“Yanlış ve doğru davranmayla ilgili fikirlerin ötesinde bir yer var. Seninle orada buluşacağım” diyor Mevlana Celaleddin Rumi.
Hz. Mevlana bu sözleriyle bizi gerçek özgürlüğe ve farkındalığa davet ediyor. Bunun yolu da yerine göre yargısız bakıştan geçer.
İnsan zihni, düşünce ve duygulara, iyi-kötü, doğru-yanlış, hoş-berbat gibi değerlendirmelerle yaklaşır. Bu zihnin otomatik bir davranışıdır. Ancak bu yargılamalar gereğinden fazla olursa bizi biz olmaktan uzaklaştırır. Çünkü anlamaya zamanımız kalmaz. Bu bakımdan yargısız bakış önemlidir.
Yargısızlık, kişisel deneyimlere önceden var olan bilgilere başvurmadan yaklaşmaktır. Deneyimleri sınıflandırmadan ve eleştirmeden gözlemleme yapmaktır.
Farkındalık, yargısızca gözlem yapmaktır. Kendi deneyimlerine ve çevresinde olanlara eleştirmeden ve yargılamadan bakabilme ve onları anlama becerisidir.
Farkındalık, kişinin kendisini yargılardan arındırarak, kendi özünü fark etmesidir.
Pek çok psikolojik rahatsızlıkların temelinde, kişilerin kendi deneyimleriyle ilgili olumsuz yargıları vardır.
Depresyonda kişi kendi yaptığı her şeyi yargılar, sorgular ve eleştirir. Tüm bu yargılar, beraberinde pek çok olumsuz duyguyu da getirmektedir.
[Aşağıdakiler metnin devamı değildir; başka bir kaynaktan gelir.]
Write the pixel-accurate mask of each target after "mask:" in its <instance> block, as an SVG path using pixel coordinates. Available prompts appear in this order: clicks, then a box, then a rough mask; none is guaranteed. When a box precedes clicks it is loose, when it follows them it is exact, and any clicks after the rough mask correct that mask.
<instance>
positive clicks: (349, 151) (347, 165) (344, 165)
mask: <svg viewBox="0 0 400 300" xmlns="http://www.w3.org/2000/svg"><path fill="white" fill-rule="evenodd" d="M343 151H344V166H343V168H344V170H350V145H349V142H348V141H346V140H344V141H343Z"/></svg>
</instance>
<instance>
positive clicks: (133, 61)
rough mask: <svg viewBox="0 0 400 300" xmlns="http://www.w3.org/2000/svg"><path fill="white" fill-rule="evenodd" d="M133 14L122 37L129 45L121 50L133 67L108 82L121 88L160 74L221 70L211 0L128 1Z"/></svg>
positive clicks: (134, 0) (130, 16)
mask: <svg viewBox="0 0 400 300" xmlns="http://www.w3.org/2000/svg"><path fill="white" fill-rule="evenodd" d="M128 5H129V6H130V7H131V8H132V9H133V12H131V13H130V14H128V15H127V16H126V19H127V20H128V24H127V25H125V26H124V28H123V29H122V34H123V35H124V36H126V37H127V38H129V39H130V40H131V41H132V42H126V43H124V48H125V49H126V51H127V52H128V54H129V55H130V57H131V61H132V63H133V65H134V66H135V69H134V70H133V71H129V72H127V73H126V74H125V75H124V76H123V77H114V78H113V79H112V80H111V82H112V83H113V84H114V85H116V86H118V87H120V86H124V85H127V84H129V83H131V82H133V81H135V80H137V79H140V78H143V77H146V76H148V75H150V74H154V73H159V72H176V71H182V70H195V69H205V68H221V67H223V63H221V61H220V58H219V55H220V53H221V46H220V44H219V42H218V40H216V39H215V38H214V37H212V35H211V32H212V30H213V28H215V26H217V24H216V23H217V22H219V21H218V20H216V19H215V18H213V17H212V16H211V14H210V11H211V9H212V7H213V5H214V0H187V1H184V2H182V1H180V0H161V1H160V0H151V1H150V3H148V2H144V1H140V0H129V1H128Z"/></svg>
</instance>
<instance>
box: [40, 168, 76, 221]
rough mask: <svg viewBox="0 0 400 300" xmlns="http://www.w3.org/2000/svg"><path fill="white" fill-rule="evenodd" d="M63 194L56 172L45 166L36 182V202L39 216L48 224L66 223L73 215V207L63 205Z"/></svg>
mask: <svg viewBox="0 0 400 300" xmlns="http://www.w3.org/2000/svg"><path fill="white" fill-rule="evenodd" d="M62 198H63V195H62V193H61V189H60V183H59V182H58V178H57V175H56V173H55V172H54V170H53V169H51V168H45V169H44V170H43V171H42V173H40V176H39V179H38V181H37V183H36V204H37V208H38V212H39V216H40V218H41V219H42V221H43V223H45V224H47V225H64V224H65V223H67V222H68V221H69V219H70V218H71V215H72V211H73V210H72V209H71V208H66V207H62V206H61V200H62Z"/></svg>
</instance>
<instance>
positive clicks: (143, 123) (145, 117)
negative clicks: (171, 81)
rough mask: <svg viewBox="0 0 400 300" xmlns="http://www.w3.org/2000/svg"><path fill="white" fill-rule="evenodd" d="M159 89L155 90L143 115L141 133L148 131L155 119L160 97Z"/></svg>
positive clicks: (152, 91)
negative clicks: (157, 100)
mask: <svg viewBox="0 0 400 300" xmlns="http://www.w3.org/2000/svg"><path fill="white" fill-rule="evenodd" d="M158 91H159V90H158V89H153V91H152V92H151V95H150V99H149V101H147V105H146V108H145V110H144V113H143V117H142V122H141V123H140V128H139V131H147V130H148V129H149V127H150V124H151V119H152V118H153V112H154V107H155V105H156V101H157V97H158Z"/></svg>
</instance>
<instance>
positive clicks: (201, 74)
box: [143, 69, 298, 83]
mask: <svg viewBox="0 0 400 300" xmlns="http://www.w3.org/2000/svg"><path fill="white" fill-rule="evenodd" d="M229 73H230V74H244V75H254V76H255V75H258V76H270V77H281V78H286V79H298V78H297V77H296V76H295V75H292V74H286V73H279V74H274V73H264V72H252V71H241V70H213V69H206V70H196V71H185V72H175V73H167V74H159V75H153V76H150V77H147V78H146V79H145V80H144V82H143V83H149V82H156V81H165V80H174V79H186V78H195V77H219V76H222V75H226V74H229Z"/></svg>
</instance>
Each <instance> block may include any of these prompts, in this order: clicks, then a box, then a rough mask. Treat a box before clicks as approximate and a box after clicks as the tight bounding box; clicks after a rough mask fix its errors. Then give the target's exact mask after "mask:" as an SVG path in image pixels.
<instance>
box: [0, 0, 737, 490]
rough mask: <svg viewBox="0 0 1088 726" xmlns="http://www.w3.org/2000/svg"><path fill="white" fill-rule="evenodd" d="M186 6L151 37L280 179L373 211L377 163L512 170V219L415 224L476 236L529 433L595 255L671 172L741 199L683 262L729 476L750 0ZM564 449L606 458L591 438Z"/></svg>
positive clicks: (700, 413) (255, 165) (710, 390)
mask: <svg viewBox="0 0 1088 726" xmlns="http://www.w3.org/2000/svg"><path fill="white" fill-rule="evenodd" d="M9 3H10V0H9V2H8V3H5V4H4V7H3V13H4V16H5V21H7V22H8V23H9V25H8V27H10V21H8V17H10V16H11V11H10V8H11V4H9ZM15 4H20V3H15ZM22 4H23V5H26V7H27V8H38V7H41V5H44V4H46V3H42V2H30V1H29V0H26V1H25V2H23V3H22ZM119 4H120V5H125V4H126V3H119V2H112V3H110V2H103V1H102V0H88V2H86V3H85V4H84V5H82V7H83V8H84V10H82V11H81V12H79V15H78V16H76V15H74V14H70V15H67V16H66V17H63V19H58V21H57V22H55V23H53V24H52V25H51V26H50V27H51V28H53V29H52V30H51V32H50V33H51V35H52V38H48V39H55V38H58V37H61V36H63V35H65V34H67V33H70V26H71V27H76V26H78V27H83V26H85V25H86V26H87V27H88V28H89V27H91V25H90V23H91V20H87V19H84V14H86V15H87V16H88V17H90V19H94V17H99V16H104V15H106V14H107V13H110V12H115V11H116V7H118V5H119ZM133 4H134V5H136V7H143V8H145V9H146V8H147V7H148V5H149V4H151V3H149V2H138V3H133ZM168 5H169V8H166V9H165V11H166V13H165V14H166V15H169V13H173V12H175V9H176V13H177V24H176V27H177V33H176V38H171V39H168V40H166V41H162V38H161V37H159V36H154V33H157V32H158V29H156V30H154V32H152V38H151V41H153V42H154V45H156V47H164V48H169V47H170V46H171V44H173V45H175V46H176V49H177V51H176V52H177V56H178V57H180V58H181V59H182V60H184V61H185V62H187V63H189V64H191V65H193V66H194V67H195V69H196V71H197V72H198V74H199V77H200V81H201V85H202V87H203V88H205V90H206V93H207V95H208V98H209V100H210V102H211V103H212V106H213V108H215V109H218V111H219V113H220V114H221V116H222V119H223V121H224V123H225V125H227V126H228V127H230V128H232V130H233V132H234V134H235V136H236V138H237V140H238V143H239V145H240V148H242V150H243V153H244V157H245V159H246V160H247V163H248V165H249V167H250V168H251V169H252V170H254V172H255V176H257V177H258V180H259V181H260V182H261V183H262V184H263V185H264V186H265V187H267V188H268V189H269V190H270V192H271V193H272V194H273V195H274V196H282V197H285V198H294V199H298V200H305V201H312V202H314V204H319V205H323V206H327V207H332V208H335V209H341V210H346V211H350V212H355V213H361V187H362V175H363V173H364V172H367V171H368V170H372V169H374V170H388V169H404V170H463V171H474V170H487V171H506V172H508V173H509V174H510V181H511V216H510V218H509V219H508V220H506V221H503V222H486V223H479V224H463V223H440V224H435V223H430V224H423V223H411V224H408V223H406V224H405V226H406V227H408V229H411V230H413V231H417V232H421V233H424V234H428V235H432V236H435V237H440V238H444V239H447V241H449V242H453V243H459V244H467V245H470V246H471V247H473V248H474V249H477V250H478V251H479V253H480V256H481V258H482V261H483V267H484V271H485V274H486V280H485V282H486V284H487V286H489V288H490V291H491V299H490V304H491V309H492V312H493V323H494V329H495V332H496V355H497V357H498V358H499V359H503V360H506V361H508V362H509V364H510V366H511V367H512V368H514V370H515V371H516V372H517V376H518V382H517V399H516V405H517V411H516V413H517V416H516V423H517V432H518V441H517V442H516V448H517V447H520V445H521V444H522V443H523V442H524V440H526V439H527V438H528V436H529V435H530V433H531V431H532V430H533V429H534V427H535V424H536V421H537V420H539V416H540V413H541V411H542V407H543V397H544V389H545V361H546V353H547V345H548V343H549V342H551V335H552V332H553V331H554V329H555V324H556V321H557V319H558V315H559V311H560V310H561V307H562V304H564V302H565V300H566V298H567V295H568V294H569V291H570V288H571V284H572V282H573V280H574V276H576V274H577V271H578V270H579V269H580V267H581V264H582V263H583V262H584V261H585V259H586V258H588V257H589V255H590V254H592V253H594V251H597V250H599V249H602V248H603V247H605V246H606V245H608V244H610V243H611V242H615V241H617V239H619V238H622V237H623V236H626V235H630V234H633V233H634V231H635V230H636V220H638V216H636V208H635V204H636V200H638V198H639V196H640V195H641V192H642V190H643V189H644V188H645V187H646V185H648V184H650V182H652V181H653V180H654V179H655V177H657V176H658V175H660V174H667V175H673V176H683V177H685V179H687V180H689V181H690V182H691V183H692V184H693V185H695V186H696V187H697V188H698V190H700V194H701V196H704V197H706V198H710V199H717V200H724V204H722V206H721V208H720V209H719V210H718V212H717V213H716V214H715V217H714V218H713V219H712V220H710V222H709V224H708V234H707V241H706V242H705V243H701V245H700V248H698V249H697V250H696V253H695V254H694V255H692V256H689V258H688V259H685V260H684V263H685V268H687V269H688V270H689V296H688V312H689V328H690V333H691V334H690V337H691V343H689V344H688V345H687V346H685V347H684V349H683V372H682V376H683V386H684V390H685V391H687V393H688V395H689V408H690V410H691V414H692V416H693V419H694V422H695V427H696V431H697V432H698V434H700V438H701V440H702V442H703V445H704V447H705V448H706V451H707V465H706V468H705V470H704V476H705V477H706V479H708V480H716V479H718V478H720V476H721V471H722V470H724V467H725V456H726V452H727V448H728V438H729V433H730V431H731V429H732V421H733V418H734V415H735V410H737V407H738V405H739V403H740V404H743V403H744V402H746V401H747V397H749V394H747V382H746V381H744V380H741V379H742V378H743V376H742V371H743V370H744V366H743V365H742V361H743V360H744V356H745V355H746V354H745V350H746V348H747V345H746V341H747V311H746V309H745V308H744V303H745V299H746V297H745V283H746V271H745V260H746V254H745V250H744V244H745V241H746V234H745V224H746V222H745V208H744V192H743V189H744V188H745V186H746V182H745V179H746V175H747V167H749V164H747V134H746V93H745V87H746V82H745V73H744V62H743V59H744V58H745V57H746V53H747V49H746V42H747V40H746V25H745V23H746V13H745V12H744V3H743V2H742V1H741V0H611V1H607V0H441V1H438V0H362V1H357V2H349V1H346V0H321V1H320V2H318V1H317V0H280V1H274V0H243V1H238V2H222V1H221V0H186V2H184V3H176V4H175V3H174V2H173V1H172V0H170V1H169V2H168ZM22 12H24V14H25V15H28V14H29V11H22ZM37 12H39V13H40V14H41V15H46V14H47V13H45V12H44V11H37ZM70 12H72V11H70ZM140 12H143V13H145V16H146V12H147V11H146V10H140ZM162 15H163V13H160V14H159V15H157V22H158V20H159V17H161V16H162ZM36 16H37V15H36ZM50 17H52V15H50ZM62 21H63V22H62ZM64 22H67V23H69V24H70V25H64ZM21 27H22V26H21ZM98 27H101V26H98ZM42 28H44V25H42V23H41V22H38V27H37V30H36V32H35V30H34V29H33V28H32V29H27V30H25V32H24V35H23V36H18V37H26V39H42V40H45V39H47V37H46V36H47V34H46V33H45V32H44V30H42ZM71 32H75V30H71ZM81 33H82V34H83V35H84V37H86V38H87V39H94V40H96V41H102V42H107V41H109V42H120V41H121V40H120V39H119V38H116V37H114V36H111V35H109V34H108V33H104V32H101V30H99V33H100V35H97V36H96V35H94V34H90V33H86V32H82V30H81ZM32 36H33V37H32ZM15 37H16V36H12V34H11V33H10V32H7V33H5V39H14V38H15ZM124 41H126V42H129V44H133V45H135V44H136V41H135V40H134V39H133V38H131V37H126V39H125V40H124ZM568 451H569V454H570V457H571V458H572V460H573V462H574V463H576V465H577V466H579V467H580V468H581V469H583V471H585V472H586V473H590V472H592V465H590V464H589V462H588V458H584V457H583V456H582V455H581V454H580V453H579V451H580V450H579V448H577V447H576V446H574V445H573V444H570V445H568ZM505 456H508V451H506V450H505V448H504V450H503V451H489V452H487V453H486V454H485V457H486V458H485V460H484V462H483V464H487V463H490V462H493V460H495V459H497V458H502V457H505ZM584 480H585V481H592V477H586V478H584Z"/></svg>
Anoreksiya gibi yeme bozukları bulunan kişiler, kendi bedenlerine olumsuz bir şekilde yaklaşırlar. Bu kişiler, kendi bedenlerini, “çirkin” ya da “itici” gibi olumsuz kategorilere göre değerlendirirler.
Yargılar, genel olarak güvensizlik ve sevgisizlik doğurur.
Bedenlerimizi, sevgi ve güven akımıyla besleriz, güvensizlik ve nefretle zehirleriz.. Anlamaya yönelik faaliyetler içinde olalım!
Önemli olan başımıza gelenler değil, başımıza gelenleri nasıl karşılık verdiğimizdir. Bunu unutmayalım.